A selection of key paragraphs can be found below the judgement.CASE OF EKREM CAN AND OTHERS v. TURKEY
84. Be that as it may, the Court does not lose sight of the fact that a number of civilians and court officials were confined for approximately one hour inside the offices and hearing rooms as a result of the protest held by the applicants. Those persons were affected by the tear gas that the police administered when dealing with the incident. These elements are sufficient to conclude that the impugned protest negatively impacted the orderly provision of an essential public service (namely judicial services) and disturbed public order for a period of an hour and may have caused fear and discomfort in those who were in the vicinity of the corridor on the third floor of the Sultanahmet Courthouse. That said, in the absence of any violent intention or violent conduct on the part of the applicants, those factors alone do not suffice for the impugned protest to fall outside the scope of Article 11 of the Convention (see Kudrevičius and Others, cited above, § 98).
85. In view of the above, and despite the disturbance caused to public order by the applicants’ conduct for a period of one hour, their actions were not such as to warrant the conclusion that they relied on the Convention to engage in activity or in acts aimed at the destruction of any of the rights and freedoms set forth in it. On those grounds, the Court dismisses the Government’s preliminary objection based on Article 17 of the Convention (see paragraph 69 above).
86. Accordingly, there has been an interference with the applicants’ exercise of their right to freedom of assembly on account of their arrest, detention, prosecution and conviction on the basis of their participation in a protest within the premises of the Sultanahmet Courthouse.

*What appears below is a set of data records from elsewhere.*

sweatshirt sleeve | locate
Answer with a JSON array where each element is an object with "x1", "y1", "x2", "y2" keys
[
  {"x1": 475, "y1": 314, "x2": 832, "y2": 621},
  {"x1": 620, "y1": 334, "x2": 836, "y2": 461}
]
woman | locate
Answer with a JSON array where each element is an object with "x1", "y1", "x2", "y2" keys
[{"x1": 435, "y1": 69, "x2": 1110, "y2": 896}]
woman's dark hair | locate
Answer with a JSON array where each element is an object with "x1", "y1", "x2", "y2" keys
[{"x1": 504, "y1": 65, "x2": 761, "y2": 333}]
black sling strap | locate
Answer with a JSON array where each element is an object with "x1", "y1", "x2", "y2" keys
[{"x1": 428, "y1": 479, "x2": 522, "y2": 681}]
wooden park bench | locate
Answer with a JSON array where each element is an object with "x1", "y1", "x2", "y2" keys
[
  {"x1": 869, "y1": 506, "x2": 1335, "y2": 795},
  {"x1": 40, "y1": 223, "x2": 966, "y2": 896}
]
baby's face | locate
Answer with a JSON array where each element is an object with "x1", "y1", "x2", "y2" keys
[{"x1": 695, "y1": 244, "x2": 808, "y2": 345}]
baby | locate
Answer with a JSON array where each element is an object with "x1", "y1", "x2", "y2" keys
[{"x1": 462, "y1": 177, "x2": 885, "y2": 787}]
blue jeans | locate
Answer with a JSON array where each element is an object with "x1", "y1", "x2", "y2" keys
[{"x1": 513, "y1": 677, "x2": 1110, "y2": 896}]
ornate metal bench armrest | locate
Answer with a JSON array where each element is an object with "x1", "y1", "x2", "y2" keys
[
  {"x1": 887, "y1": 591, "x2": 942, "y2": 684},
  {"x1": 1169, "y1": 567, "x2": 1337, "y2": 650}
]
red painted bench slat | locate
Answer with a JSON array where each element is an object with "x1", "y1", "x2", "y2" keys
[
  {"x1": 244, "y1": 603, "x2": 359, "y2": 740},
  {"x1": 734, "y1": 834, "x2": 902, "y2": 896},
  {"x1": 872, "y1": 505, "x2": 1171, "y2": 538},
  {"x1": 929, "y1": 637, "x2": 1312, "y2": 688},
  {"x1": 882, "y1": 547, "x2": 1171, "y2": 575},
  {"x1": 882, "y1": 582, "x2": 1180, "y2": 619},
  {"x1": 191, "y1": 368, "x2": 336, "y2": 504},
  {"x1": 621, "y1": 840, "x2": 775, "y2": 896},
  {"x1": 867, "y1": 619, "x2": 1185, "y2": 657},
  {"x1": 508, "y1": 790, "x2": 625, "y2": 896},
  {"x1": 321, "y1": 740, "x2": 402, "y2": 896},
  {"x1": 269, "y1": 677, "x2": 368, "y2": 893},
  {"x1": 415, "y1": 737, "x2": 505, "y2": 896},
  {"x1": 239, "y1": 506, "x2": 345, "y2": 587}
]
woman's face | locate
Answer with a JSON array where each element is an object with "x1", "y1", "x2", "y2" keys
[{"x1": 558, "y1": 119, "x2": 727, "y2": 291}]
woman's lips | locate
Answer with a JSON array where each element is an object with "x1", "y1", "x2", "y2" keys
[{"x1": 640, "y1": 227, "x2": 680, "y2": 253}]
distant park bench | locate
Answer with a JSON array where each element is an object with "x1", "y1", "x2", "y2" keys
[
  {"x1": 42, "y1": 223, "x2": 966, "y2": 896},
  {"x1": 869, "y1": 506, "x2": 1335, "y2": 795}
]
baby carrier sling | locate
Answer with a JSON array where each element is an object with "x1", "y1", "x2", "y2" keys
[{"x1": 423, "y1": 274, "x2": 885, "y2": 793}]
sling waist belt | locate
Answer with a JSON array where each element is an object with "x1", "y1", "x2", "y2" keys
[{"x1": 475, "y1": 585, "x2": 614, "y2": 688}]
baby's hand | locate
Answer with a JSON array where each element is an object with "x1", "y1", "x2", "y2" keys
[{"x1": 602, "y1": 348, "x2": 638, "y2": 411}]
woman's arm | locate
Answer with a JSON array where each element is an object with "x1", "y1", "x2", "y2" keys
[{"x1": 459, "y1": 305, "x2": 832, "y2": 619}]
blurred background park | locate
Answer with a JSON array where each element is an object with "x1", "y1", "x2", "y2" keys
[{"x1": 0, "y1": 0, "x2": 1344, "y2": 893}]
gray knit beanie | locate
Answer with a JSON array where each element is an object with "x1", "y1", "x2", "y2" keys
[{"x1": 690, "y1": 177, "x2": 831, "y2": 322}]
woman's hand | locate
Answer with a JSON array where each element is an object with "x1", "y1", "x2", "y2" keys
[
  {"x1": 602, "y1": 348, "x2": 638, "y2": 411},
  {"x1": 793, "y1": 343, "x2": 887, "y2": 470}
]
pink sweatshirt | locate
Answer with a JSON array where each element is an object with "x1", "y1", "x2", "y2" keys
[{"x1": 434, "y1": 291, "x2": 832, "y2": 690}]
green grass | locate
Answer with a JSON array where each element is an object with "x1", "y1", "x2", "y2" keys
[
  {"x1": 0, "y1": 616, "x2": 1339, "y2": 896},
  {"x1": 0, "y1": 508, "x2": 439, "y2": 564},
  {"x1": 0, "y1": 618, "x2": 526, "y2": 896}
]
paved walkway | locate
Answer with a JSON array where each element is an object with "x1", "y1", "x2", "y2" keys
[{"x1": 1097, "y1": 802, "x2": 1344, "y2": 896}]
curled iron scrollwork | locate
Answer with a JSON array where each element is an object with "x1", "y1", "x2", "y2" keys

88. The Court further considers that the interference in question pursued the legitimate aims of protecting public safety and the rights and freedoms of others, and of preventing disorder.
93. The Court has already established that the applicants’ conduct, albeit involving a certain degree of disturbance, was not violent and caused no damage (see paragraphs 82 to 84 above). The Court cannot therefore discern, including from the domestic courts’ decisions, any justification for sentencing each of the applicants – on account solely of their behaviour at the courthouse – to one year and eight months’ imprisonment, which is a particularly severe prison sentence. Although sanctions for the applicants’ actions might have been warranted by the demands of public order, such lengthy prison sentences were not proportionate to the legitimate aims of protecting public safety and the rights and freedoms of others, or of preventing disorder.
94. In addition, all the applicants were also held in pre-trial detention for a period of at least one year, eight months and fourteen days – again very long periods – on the basis, notably, of acts that fell within the purview of Article 11 of the Convention, notwithstanding the disturbance caused by their protest in the courthouse (see Taranenko, cited above, § 94; also compare the above-cited cases of Knežević, § 88, with further references, and Tuskia and Others, cited above,§ 86).
95. Accordingly, the Court concludes that the interference with the applicants’ right to freedom of assembly under Article 11 of the Convention, considered in the light of Article 10, was not “necessary in a democratic society”.
96. There has therefore been a violation of Article 11 of the Convention.